We Support the ASA Options Policy

We support and adhere to the Options Policy of the Autism Society of America, which sees each person with autism as a unique individual who, in collaboration with loved ones, may select the options most appropriate for his or her circumstances. Person-centered planning is fundamental for people with autism. Solutions must be based on individual functional needs and personal preferences and not on categorical or diagnostic labels.

The Autism Crisis Is a Shared Social Responsibility

No family or individual can face autism alone. We view lifespan care for the burgeoning autism population as a shared social responsibility.

Values and Beliefs Driving Our Governance

We Value Sound Governance

We commit to sound financial management, governance, and operations. Our board members, contractors, interns, and volunteers must commit to supporting our mission and values. We embrace the diversity of our community and do not discriminate based on race, gender, age, disability, sexual orientation, marital status, socioeconomic status, ethnic background, or religion.

Low-Cost, High-Value Projects

We value an “active volunteer” board model that provides as much benefit as possible to autism families at the lowest cost, and free when feasible. We do not charge for membership or inclusion on our mailing lists.

Continually Learning

The autism surge presents our community with unprecedented challenges. We are open-minded about new ideas and new solutions, and seek to gain knowledge continuously rather than adhering to any narrow ideology.

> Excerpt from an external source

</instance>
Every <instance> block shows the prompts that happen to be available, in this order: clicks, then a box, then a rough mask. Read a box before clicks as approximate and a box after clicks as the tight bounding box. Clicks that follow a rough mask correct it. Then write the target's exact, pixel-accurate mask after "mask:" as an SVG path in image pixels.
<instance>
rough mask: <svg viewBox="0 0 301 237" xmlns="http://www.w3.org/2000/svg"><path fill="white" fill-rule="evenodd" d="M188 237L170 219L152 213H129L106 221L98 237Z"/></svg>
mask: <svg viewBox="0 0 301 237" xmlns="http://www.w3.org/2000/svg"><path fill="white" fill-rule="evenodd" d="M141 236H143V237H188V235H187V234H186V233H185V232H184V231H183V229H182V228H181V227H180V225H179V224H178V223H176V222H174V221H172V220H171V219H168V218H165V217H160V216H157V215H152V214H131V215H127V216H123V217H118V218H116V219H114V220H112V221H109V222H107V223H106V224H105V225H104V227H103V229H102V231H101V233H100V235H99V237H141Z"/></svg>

Social Media and Blog Comment Guidelines

The content we post reflects our Mission, Vision, and Values (MVV), which can be found above and here: https://www.sfautismsociety.org/about.html. We encourage those who engage with the SFASA community to know our MVV, as they may differ from those held by other organizations.

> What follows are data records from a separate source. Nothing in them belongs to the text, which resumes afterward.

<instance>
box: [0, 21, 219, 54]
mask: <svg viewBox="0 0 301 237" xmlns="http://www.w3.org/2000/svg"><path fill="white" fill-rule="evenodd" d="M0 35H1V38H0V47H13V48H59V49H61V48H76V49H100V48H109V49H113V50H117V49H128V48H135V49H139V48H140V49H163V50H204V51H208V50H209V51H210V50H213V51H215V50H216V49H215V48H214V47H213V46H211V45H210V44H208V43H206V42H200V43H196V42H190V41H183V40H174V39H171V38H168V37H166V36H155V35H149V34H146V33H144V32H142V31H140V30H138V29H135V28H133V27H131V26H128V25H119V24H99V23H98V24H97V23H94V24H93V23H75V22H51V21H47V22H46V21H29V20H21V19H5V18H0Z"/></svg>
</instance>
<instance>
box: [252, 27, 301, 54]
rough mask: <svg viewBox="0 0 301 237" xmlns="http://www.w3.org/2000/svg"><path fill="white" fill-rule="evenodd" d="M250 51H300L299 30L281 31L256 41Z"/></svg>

Almost everything in the world of autism is controversial—causes, prevalence, interventions, education, medications, social services, and more. But we strive to keep our social media and blog safe places for local autism families to participate in constructive dialogue as we share experiences and realities—including many difficult realities—across the spectrum. Commenters may disagree but they may not be disagreeable. Focus remarks on constructive substance, not personalities.

One of the most troubling and counterproductive developments in the autism field over the past several years has been a growing virulence online aimed at suppressing and denigrating perspectives inconsistent with a particular neurodiversity view of autism.The use of intimidation in lieu of mature and respectful discourse on critically important topics both polarizes and degrades our multi-faceted autism community. A culture of attack hurts autistic people as well as the many organizations striving to support them.

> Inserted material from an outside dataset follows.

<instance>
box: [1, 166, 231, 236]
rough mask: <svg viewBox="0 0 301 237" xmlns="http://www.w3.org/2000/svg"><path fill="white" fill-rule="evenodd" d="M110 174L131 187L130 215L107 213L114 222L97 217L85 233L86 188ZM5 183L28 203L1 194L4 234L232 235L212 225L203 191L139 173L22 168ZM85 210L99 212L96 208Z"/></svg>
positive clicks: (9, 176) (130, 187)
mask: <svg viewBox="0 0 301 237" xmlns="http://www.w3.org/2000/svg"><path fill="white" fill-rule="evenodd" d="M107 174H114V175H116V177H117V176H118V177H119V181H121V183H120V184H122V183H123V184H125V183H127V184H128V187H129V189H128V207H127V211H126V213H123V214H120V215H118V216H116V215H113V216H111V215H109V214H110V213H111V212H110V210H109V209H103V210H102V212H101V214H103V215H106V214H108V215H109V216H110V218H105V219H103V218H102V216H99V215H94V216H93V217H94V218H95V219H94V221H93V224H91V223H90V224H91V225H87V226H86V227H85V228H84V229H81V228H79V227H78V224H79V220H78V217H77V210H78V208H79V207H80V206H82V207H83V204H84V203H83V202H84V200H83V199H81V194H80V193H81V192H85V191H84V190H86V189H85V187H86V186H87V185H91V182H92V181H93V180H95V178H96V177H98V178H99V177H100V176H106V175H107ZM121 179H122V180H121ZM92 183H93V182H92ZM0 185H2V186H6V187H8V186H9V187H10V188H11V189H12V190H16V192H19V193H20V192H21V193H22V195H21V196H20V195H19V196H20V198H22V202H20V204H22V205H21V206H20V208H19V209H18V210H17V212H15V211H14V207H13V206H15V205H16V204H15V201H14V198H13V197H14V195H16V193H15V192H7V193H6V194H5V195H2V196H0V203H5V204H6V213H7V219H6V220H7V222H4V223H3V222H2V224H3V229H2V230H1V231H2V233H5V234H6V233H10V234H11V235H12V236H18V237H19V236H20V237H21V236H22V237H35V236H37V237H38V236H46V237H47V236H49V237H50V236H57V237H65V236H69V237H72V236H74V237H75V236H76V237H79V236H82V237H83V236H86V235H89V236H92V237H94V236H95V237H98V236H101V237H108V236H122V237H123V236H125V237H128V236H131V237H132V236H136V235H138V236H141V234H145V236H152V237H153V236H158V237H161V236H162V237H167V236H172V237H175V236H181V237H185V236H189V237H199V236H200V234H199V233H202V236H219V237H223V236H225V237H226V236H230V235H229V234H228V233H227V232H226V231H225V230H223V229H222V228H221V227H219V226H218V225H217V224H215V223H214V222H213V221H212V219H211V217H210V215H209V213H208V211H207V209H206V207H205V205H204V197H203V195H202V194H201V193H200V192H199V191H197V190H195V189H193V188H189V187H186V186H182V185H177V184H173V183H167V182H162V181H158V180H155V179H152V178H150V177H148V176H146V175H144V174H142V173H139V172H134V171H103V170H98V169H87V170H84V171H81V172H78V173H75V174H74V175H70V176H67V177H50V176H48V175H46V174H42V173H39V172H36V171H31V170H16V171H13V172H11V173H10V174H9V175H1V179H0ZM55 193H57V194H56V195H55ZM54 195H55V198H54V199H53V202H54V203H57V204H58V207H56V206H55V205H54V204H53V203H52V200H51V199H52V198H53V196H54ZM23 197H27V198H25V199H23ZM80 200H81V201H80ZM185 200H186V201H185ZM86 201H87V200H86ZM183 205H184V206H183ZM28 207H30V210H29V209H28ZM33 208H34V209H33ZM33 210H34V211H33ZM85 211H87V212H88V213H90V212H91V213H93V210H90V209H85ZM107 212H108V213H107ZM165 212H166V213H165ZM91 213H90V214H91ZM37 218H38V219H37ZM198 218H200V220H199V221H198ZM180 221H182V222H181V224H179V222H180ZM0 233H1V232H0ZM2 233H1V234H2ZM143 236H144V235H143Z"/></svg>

No bullying, personal attacks, name calling, libel, defamation, or hate speech. We reserve the right to delete comments or block commenters we see as bullying or otherwise attacking people in our community.

No PosingPlease do not recycle other people’s material or pose as an individual or entity other than yourself. You may however link to relevant content and to quote from other people’s work with attribution and any associated copyright notice and consistent with “fair use” principles of copyright law.

Please do not share anyone’s contact information or personal information in your comments or discussions. 

Please do not engage in advertising, promotion, recruiting, or soliciting. 

Autism Society San Francisco Bay Area is not responsible for the content or opinions posted by its users. We do not and cannot review all user content posted on this site. However, we have the right (but not the obligation) to review, screen, delete, edit and/or move any content posted, and also to block users at our discretion.